Before heading upstairs for dinner I peeked in and discovered Jolie in the carrier. Even more amazing was the fact that she was still there when I returned. Too late she realized that I was going to close the door on her…and so I was able to transport her to the vet.

Upon arriving at the veterinary hospital, I requested Dr. T, a vet whom I like and the only one I knew was there on Thursday evenings. Jolie and I were shown to an exam room, where we waited quite some time. Another vet I know and like–Dr. L–passed by and greeted me. When I overheard one of the women on staff tell another client that Dr. T would be tied up for a while yet, I told her that I would be happy to see Dr. L instead.

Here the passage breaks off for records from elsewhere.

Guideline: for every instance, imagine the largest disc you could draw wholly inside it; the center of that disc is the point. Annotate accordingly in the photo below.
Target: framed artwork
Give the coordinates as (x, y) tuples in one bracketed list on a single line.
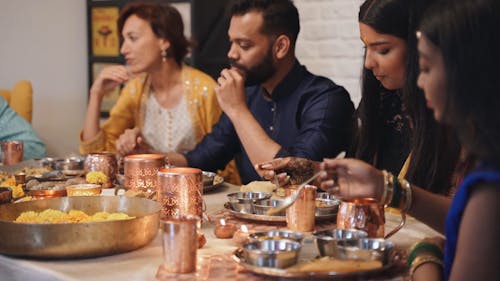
[(105, 38), (110, 98)]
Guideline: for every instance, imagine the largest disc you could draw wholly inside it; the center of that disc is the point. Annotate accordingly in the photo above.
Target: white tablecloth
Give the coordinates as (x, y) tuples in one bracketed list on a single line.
[(142, 264)]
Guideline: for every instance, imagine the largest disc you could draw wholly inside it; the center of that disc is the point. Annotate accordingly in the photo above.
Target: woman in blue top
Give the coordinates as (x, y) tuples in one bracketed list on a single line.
[(459, 50), (459, 62), (14, 127)]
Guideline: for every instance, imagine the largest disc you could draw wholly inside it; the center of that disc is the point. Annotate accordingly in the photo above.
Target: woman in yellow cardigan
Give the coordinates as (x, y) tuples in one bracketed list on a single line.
[(165, 106)]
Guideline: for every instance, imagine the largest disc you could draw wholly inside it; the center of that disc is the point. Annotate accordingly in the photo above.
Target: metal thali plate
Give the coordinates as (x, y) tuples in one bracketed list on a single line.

God worked in that circumstance also. It turned out that Jolie needed surgery on her paw. I asked if Jolie could have the surgery the following day, because I knew I would never get her back in the carrier any time soon. The vet who usually does surgery on Fridays (Dr. R) had taken the Labor Day weekend off, and was not available (as she had told me herself the previous Tuesday). Remarkably Dr. L said she would step off the floor Friday afternoon to do the surgery. Had I seen Dr. T as I had initially asked, this would not have been possible since she does not work on Fridays.

All weekend I felt guilty about Jolie, thinking that something in my home had caused or allowed Jolie’s injury to occur. I worried about her coming home; would she be hurt again? When I took another one of my cats in on Tuesday, I learned the probable cause from Dr. R . . . and it had nothing to do with anything in my home environment. I had hoped to consult Dr. L about when it would be best to bring Jolie home, but she was having a much-needed day off after working the holiday weekend. I posed the question to Dr. R, who said that Jolie was doing well enough to come home any time, per Dr. L; but because I was so concerned about Jolie’s safe recovery, it might be good to wait until Friday.

I am so grateful to Dr. L for doing the surgery and caring for Jolie so well. Even more, I am grateful to God, who worked out every detail so that Jolie could get the treatment she needed. To adapt a well-known refrain:

I sing because I’m happy, I sing because I’m free,
For His eye is on my kitty, and I know He watches me.